Chapter 1.7 of Sakai's $C^*$-Algebra and $W^*$-Algebras starts by proving that the real-linear subspace $\mathcal{M}^s$ of self-adjoint elements is weak-* closed. Later (in 1.7.2 as well as 1.7.8) he asserts that this, plus the fact that $\mathcal{M}^s \cap i \mathcal{M}^s = \{0\}$ and $\mathcal{M}^s + i \mathcal{M}^s = \mathcal{M}$, imply that the adjoint map is weak-* continuous. I'm afraid I don't quite follow.
- We know that $\mathcal{M}$ is the algebraic direct sum of the weak-* closed, real-linear subspaces $\mathcal{M}^s$ and $i \mathcal{M}^s$. However, not every algebraic complement is a topological complement. I don't know of many sufficient conditions for algebraic complements to automatically be topological. One is that the space in question be Fréchet, but if $\mathcal{M}_*$ is infinite-dimensional then $\mathcal{M}$ cannot be weak-* Fréchet.

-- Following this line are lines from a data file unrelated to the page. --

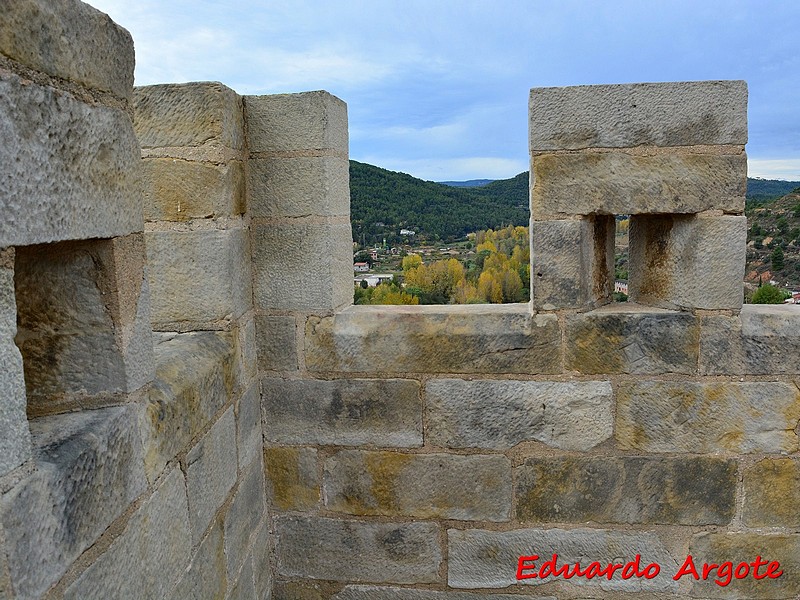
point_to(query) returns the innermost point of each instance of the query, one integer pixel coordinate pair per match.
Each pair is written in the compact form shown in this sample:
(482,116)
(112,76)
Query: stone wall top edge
(70,40)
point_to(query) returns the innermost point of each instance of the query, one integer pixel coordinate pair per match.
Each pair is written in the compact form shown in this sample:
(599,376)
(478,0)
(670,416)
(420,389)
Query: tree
(769,294)
(777,259)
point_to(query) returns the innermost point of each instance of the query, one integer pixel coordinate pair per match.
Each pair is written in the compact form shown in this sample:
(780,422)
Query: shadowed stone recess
(72,171)
(358,551)
(638,114)
(427,486)
(607,489)
(636,340)
(383,412)
(427,339)
(744,547)
(501,414)
(69,40)
(149,557)
(488,559)
(673,416)
(772,493)
(89,469)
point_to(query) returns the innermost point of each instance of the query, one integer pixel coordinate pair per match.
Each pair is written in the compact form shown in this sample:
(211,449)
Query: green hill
(383,202)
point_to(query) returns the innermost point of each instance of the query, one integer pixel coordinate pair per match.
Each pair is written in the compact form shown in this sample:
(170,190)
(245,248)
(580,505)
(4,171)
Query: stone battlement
(191,407)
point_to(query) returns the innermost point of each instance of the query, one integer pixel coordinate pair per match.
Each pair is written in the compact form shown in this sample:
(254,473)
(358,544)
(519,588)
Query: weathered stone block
(247,510)
(293,481)
(572,262)
(180,407)
(198,276)
(772,493)
(736,548)
(210,474)
(384,412)
(182,190)
(71,170)
(753,343)
(248,426)
(303,265)
(358,551)
(83,319)
(296,122)
(188,114)
(672,416)
(69,40)
(149,557)
(488,559)
(427,339)
(687,261)
(500,414)
(15,437)
(89,469)
(617,183)
(298,187)
(641,114)
(626,338)
(609,489)
(276,343)
(425,486)
(205,577)
(370,592)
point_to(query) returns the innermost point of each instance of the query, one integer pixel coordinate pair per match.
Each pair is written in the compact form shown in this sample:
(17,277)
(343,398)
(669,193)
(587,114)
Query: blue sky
(439,88)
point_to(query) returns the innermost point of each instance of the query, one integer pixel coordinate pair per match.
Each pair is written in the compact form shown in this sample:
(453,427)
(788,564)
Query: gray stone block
(488,559)
(371,592)
(276,343)
(198,276)
(69,40)
(248,426)
(179,407)
(210,474)
(72,170)
(15,438)
(299,187)
(572,262)
(295,122)
(633,490)
(440,339)
(425,486)
(303,265)
(753,343)
(384,412)
(246,511)
(626,338)
(700,417)
(149,557)
(293,480)
(182,190)
(188,114)
(357,551)
(772,493)
(737,548)
(205,578)
(89,469)
(500,414)
(687,261)
(619,183)
(639,114)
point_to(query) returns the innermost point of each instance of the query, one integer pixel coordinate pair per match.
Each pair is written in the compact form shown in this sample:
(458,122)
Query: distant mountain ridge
(382,202)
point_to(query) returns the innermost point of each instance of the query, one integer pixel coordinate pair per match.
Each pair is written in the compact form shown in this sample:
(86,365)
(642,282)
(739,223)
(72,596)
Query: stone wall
(192,409)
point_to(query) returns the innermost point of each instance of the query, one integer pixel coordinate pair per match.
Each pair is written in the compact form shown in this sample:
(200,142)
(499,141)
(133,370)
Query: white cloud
(788,169)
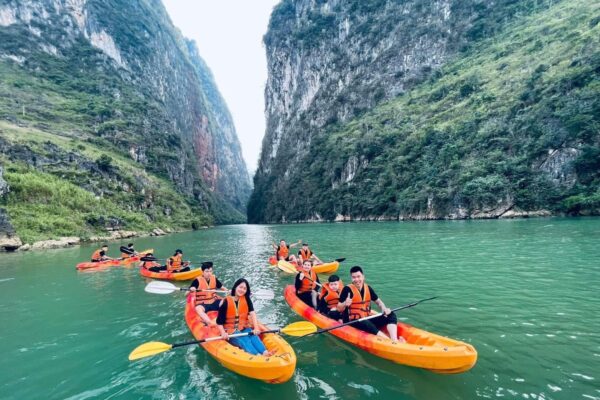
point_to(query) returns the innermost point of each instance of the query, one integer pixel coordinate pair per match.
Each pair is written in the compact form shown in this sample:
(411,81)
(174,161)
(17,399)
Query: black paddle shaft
(372,316)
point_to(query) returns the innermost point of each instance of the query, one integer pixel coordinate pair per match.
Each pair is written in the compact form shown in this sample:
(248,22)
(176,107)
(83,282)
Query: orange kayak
(113,263)
(277,368)
(172,276)
(325,268)
(422,349)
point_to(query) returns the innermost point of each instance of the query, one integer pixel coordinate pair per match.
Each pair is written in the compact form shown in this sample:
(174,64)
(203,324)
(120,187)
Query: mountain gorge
(429,110)
(110,119)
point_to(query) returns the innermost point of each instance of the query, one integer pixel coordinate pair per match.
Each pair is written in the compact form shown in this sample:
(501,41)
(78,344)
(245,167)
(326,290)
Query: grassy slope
(475,132)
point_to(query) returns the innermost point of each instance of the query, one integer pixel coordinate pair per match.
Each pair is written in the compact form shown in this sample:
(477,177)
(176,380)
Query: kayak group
(224,321)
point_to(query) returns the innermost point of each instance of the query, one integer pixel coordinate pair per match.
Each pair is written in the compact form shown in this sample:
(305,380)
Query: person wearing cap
(305,253)
(355,303)
(330,297)
(306,283)
(205,299)
(100,254)
(175,263)
(148,261)
(282,252)
(128,251)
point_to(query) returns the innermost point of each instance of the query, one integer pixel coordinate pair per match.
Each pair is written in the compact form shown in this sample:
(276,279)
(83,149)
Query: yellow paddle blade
(299,328)
(287,267)
(149,349)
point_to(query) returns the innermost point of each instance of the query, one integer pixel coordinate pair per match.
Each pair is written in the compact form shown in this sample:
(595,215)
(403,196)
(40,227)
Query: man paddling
(128,251)
(330,297)
(355,303)
(206,301)
(100,254)
(306,282)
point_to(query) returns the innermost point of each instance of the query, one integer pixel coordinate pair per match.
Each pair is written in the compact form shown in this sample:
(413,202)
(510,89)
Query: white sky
(229,37)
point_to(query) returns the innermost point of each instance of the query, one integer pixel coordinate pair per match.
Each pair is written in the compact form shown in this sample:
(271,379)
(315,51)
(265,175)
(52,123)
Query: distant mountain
(425,110)
(108,100)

- The restriction of the adjoint map to the unit ball of $\mathcal{M}$ is continuous: If $x_\nu + i y_\nu \to x+iy$ is a convergent net in the unit ball with $x,y,x_\nu, y_\nu$ self-adjoint, then $x_\nu, y_\nu, x, y$ are also in the unit ball; given any subnet, there exists (by Alaoglu) a sub-subnet for which $x_\nu$ converges weak-* to some $\tilde{x}$ in the unit ball, and a sub-sub-subnet for which $y_\nu$ also converges weak-* to some $\tilde{y}$ in the unit ball. (I'm using the same notation for all subnets instead of writing things like $x_{\nu_{\mu_{\eta_\zeta}}}$.) Because $\mathcal{M}^s$ is weak-* closed, it follows that $\tilde{x}$ and $\tilde{y}$ are self-adjoint, and since the sub-sub-subnet $x_\nu + i y_\nu$ converges to both $x+iy$ and $\tilde{x} + i\tilde{y}$, it follows that $\tilde{x} = x$ and $\tilde{y} = y$. Then (for this same sub-sub-subnet) one has $x_\nu - i y_\nu \to x-iy$. Since every subnet of $x_\nu - i y_\nu$ has a further subnet converging to $x-iy$, we have $x_\nu - i y_\nu \to x-iy$.
- Not sure how to finish given the above remarks on the unit ball. Given a weak-* convergent net $m_\nu \to 0$, the above would immediately imply $m_\nu^* \to 0$ weak-* as well if we made the additional assumption that the net $m_\nu$ is eventually bounded...but not all weak-* convergent nets are. Or, for any weak-* closed convex set $F \subset \mathcal{M}$, let $F_r$ denote the intersection of $F$ with the ball of radius $r$, and we then get that $F_r^*$ is weak-* closed; by Krein-Smulyan, it follows that $F^*$ is weak-* closed. However, most closed sets aren't convex.
Of course, one approach would be to (without using continuity of the adjoint) develop the theory of $W^*$-algebras far enough to get a representation theorem, then use the ultraweak continuity of the adjoint map on $B(H)$. I'd really rather have something more direct, though! I have a feeling I'm overlooking something obvious.